If you are using Kafka and AWS you probably have something like the following in one of the AWS regions. Multiple availability zones (AZs). One or more Kafka brokers in each AZ. Probably multiple producers sending data to one or more topics in each AZ.
This is AWS/Cloud best practice for high availability and scalability. For each topic replication factor should be more than one and should have decent number of partitions (greater than or equal to maximum number of consumers)

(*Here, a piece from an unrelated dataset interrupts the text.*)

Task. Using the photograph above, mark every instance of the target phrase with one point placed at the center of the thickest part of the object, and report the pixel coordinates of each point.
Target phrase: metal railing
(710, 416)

Depending on the partition selection logic in producers, messages from 1a might be routed to broker in 1b which might replicate the message to 1c broker. There are multiple options for how to select a partition in the producer:
- Use a hard coded partition number 😦
- Randomly pick one of the partition
- Cycle through the partitions
- Based on some message key, generate a hash code and pick a partition based on number of partitions and hash code
- Or some other custom logic
Different client libraries have different out of the box options for partition selection. What happens if your producers are high volume and pumping terabytes of data! There are two issues with high volume deployments:
- Network throughput across AZs might not be as high as with-in AZ
- There is a cost associated with cross AZ data transfer. I think it is $10 per TB
There are couple of options to work around this. A while back support for Rack aware replica assignment was added to Kafka 0.10.0.0. To take advantage of rack awareness a new property called broker.rack was introduced. In case of AWS this should be set to the AZ name. Eg: us-east-1c. This information is also made available in metadata API response. Using this information producer partition selection can do the following:
Producers in each AZ can select partitions belonging to the brokers in same AZ. Broker rack information and topic partition leaders can be retrieved using metadata request. Producers can narrow down the partition list based on their AZ. With-in the filtered list of partitions, producer can apply one of the partition selection algorithms noted above. For example if there are 120 partitions, ideally brokers in each AZ will be leader for 40 partitions. Producers in AZ will pick one of the 40 partitions and route messages to the partition leader in same AZ.
When replication factor is greater than one, messages will still cross AZ boundary. But it will be less data crossing the AZ when compared to non-rack aware partition selection.